如何乘以 2 个大数字作为字符串（以前的幻想添加了 2 个字符串）？ C

Question

verylong multiply_verylong(verylong vl1, verylong vl2)'verylong defines as typedef char* verylong'

{

size_t maxln, minln;
int carry=0, placeSaver=1, i, k ,sum=0,dif,newln,newln2,ln1,ln2;
verylong newNum , maxVl,minVl,tempvl,addvl;
ln1 = strlen(vl1); // 'length of first str'
ln2 = strlen(vl2);'length of second str'

if (ln1 >= ln2)
{


    maxln = ln1;
    minln = ln2;
    maxVl = (verylong)calloc(maxln + 1, sizeof(char));
    assert(maxVl);
    minVl = (verylong)calloc(minln + 1, sizeof(char));
    assert(minVl);
    strcpy(maxVl, vl1); 
    strcpy(minVl, vl2);
    dif = maxln - minln;
}


else 'stops debuging here'
{

    maxln = ln2;
    minln = ln1;
    maxVl = (verylong)calloc(maxln + 1, sizeof(char));
    assert(maxVl);
    minVl = (verylong)calloc(minln + 1, sizeof(char));
    assert(minVl);
    strcpy(maxVl, vl2);
    strcpy(minVl, vl1);
    dif = maxln - minln;
}

newln = 2 * maxln + 1; 'maximum length of new  required string'
newln2 = newln - 1; 'the index of the new string'

newNum = (verylong)calloc(newln,sizeof(char)); 
addvl = (verylong)calloc(newln, sizeof(char));
tempvl = (verylong)calloc(newln, sizeof(char));
for (i = minln - 1; i >= 0; i--) ' elementry school multiplication'
{


    for (k = maxln - 1; k >= 0; k--)
    {

        sum = ((minVl[i] - '0')*(maxVl[k] - '0')*placeSaver)+carry;
        if (sum >= 10)
            carry = sum / 10;
        if (k == 0)
            newNum[newln2] = '0' + sum;
        else
            newNum[newln2] = '0' + sum%10;
    newln2--;

    }


    placeSaver*=10; 
    addvl=add_verylong(newNum,tempvl);'sending the 2 strings to a previous function that adds 2 strings'
    strcpy(tempvl, addvl);


}


return addvl;

}

void main() {

char vl1[80], vl2[80];
printf("enter  large number\n"); 
gets(vl1);
printf("enter  large number\n");
gets(vl2);
verylong res = multiply_verylong(vl1, vl2);'saves the string  '
printf("%s", res);
free(res);

}

I tried to multiply the first digit of the first number from right with all of the digits from the second number moving forward to the second digit of the first number and then to multiply the placesaver by 10 .

***

• the problem is that the code outputs usually nothing and sometimes just inccorect result

---

***

Answer 1

Your approach is basically right, but there are some mistakes in the implementation.

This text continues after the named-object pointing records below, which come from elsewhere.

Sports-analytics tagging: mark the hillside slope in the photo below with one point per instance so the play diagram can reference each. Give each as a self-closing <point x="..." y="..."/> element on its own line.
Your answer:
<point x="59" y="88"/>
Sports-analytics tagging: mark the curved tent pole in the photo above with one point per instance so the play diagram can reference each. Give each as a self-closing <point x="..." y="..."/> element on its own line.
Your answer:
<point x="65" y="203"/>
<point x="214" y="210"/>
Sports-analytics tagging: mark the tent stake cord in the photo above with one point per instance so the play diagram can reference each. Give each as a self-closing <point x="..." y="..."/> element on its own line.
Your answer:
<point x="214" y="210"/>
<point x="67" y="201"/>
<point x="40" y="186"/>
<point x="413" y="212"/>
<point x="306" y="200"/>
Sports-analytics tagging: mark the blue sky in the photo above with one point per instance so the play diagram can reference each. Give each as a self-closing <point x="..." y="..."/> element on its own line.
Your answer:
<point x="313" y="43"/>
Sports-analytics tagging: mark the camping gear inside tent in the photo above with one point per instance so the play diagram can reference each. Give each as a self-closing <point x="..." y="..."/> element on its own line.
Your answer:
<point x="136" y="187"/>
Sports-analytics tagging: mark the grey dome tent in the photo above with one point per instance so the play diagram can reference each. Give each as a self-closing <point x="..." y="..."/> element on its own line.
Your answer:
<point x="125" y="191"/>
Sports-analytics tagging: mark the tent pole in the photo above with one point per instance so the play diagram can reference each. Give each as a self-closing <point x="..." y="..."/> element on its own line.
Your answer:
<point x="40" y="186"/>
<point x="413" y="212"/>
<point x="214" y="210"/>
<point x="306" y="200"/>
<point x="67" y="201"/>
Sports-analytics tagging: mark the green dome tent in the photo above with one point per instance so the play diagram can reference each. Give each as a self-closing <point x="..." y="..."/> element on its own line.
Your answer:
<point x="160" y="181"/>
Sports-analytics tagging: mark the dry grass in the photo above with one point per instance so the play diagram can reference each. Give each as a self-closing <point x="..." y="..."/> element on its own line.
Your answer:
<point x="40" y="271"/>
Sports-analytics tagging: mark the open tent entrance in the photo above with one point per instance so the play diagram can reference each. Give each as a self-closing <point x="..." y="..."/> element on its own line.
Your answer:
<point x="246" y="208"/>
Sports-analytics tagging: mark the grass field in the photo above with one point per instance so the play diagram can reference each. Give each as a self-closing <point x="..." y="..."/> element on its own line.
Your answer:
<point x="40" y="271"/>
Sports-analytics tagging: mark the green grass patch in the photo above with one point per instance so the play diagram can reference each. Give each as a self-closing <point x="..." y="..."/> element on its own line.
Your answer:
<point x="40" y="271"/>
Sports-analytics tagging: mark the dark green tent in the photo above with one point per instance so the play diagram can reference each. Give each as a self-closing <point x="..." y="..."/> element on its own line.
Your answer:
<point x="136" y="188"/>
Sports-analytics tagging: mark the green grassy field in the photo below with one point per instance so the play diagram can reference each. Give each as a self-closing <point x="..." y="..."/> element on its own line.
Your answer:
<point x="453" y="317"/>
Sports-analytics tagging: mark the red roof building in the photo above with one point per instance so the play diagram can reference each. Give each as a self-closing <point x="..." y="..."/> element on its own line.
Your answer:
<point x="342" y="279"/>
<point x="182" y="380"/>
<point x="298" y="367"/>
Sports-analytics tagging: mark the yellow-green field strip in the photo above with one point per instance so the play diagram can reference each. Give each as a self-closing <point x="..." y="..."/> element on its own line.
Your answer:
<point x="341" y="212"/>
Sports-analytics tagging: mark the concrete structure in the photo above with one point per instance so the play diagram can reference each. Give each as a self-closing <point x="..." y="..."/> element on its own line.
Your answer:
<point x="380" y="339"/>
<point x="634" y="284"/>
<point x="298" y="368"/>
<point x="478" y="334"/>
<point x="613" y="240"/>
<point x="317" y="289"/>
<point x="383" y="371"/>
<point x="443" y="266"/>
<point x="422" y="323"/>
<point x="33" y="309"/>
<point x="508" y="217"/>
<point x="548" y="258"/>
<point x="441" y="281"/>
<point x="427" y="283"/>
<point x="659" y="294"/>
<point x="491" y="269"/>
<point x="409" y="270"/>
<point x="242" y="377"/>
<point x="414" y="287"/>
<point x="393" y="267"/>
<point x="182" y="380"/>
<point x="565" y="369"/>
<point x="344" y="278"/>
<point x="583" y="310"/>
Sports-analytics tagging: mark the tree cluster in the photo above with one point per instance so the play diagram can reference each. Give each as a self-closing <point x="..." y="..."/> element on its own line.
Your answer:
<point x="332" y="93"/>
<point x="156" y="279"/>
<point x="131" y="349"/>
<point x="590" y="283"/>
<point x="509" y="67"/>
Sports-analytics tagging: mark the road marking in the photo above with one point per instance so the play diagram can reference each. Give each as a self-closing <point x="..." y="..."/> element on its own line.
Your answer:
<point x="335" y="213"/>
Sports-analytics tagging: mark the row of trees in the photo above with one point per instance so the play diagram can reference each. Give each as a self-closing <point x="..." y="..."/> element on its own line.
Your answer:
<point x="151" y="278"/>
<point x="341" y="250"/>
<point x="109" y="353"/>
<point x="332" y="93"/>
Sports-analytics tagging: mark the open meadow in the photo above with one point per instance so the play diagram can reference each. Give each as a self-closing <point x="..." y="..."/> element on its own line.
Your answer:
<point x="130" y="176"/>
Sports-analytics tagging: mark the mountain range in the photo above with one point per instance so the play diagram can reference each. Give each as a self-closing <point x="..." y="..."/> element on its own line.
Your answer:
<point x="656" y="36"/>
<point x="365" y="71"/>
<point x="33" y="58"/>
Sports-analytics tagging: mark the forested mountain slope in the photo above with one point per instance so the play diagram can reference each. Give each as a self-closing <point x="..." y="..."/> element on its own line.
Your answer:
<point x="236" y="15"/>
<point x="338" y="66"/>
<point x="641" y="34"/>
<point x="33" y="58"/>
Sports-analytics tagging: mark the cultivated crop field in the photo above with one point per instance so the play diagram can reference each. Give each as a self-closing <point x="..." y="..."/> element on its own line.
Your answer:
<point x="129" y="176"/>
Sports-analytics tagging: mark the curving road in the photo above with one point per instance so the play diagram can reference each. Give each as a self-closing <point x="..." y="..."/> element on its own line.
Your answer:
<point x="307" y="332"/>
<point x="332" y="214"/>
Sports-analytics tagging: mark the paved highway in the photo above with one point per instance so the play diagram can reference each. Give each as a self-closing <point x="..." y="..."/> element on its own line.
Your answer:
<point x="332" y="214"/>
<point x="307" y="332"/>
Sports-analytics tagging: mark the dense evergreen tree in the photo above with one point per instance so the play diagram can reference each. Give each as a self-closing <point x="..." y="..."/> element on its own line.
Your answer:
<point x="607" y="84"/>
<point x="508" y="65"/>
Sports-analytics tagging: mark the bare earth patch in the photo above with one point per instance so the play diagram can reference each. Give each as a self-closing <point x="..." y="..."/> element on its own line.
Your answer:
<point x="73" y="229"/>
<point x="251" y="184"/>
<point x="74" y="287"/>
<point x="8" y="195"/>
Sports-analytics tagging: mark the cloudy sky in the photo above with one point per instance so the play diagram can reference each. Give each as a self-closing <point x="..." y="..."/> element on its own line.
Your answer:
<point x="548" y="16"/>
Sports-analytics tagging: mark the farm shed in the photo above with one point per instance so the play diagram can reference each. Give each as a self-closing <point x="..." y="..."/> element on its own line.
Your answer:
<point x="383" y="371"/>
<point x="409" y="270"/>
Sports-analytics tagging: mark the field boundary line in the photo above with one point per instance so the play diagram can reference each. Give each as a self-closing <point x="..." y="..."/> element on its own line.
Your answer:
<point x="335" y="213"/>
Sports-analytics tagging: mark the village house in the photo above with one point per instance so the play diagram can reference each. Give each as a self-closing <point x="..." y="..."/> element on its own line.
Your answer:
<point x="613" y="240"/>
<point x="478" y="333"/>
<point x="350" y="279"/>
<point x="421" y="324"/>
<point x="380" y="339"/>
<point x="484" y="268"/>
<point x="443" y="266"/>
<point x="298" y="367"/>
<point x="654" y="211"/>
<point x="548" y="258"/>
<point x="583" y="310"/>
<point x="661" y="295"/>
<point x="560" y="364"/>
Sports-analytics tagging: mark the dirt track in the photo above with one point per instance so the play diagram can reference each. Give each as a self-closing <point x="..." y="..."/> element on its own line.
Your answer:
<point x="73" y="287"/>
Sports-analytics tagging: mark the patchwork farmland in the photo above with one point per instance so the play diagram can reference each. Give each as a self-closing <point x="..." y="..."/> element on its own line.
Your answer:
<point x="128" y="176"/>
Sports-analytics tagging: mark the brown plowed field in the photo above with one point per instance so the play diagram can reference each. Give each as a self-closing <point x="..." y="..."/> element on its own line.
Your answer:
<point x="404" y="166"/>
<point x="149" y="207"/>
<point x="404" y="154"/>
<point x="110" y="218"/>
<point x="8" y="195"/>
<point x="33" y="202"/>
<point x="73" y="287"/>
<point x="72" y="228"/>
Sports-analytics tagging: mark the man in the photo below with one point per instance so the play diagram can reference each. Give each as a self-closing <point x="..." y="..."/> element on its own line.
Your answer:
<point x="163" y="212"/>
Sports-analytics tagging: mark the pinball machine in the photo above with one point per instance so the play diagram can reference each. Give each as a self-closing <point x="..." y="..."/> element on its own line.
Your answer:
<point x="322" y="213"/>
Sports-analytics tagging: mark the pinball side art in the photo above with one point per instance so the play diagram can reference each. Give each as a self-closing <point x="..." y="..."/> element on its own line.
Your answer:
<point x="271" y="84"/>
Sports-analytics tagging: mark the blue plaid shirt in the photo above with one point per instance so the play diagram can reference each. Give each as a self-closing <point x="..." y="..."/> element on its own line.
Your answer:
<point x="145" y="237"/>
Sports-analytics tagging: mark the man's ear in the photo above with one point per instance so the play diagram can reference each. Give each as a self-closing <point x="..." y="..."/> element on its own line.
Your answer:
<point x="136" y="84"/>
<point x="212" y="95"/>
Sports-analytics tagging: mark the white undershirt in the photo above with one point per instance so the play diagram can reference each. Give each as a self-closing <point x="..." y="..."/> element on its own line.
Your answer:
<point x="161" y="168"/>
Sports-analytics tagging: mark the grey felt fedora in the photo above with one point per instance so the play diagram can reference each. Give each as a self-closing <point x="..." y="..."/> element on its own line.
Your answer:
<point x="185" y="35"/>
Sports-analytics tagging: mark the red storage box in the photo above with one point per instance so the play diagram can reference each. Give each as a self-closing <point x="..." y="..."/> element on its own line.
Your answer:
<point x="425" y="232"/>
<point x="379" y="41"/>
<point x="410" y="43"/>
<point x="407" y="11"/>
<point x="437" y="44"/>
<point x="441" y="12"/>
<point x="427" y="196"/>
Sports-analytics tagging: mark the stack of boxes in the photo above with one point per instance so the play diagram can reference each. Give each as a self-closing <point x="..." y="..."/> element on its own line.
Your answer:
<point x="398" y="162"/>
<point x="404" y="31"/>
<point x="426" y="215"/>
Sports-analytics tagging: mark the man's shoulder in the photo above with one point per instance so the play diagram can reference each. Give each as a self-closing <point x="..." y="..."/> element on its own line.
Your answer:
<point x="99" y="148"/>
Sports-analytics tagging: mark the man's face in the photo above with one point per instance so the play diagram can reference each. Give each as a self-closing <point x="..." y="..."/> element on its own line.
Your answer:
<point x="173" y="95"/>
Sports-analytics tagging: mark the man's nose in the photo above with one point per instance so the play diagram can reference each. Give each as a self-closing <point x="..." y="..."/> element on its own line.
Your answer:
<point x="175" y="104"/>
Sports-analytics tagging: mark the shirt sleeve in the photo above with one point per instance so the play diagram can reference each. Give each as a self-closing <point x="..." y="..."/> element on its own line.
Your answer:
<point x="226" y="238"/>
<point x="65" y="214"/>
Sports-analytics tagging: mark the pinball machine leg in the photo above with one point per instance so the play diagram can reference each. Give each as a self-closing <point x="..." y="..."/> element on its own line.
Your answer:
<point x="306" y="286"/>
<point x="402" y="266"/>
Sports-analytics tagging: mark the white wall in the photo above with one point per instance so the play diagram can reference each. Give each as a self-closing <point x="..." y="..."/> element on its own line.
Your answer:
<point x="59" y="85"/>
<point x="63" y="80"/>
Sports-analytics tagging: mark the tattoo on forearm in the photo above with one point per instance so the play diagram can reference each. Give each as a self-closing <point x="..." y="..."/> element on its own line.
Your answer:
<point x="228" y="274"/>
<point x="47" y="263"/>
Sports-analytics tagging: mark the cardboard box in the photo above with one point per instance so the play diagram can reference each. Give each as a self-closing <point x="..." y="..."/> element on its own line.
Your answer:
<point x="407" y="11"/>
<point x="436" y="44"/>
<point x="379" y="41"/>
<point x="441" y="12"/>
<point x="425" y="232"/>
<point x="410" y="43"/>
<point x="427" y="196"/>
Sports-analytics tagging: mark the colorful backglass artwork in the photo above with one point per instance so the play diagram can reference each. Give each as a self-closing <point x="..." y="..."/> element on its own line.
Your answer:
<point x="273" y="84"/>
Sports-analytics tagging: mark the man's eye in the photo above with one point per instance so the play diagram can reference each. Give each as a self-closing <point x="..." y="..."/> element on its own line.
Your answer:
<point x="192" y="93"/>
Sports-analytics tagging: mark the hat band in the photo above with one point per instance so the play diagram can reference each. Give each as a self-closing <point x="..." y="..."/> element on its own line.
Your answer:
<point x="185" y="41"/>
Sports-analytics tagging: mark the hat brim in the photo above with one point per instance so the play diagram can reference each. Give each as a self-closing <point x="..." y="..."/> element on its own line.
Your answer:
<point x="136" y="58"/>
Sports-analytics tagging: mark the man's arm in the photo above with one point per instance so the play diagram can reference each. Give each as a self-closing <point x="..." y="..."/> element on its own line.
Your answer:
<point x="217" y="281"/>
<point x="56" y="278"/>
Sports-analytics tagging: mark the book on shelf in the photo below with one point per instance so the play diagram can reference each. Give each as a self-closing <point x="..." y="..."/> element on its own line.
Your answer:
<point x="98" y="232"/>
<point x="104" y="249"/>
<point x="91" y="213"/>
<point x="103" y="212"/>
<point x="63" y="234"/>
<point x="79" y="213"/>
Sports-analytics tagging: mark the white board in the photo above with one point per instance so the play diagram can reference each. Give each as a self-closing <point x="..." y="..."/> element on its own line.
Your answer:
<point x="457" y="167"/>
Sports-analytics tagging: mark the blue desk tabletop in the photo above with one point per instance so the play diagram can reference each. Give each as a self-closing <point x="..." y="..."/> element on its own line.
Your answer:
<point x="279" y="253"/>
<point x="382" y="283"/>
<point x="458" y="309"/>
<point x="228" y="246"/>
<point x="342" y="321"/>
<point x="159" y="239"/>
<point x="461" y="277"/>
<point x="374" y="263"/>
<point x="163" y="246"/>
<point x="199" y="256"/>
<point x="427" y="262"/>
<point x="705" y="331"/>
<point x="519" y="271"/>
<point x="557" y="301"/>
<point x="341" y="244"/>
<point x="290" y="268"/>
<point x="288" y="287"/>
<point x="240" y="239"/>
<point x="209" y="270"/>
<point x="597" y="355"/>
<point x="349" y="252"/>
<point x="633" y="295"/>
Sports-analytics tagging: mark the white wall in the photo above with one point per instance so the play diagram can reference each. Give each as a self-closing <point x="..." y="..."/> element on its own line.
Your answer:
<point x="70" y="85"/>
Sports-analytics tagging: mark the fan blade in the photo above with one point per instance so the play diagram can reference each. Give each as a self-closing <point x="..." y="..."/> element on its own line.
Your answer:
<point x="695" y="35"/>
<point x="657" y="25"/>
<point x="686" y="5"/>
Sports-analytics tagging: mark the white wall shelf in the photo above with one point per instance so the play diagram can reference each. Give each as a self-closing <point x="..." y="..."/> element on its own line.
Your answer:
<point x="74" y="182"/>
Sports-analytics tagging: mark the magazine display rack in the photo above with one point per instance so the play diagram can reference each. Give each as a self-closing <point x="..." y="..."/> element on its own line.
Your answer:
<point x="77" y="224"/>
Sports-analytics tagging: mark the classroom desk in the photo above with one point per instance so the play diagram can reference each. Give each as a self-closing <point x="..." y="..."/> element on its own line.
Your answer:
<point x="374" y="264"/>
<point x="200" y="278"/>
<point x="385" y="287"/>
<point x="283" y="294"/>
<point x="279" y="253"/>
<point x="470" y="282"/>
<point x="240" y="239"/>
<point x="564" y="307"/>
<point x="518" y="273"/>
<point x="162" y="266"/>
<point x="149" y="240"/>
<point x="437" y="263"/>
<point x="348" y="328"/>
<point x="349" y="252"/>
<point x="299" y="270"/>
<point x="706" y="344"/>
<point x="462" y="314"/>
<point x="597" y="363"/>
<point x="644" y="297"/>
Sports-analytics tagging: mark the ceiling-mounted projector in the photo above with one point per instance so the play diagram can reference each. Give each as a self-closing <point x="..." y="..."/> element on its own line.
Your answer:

• You allocate space for addvl , but overwrite that pointer later with the return value of add_verylong() . This gives a memory leak. Further memory leaks are produced by not freeing tempvl , maxvl , minvl and newNum .
• You forgot to initialize tempvl to the number "0" .
• We cannot shift the intermediate product by multiplying each digit with the power of ten placeSaver . What we can do is place 0 digits to the right of the product newNum .
• You failed to correctly set carry in each loop cycle.
• You missed that even the leftmost digits can produce a carry .

This code has the mentioned mistakes corrected:

    newNum = calloc(newln, sizeof(char)); 
    // do not allocate space for addvl - it would be lost
    tempvl = malloc(newln);
    strcpy(tempvl, "0");    // don't forget to initialize tempvl to "0"
    for (i = minln - 1; i >= 0; i--)    // elementry school multiplication
    {
        newln2 = newln - 1; // the index of the new string
        for (carry = 0, k = maxln - 1; k >= 0; k--) // clear carry before each loop
        {
            sum = (minVl[i] - '0')*(maxVl[k] - '0') + carry;
            carry = sum/10;
            newNum[--newln2] = '0' + sum%10;
        }
        if (carry) newNum[--newln2] = '0' + carry;
        addvl = add_verylong(newNum+newln2, tempvl);    // number starts at +newln2
        free(tempvl);                                   // free obsolete number
        tempvl = addvl;                                 // rather than strcpy()
        newNum[--newln-1] = '0';                        // instead of placeSaver*=10
    }
    free(maxVl), free(minVl), free(newNum);
    return addvl;

It works for the example multiply_verylong("23345", "34565") , but you should do further tests.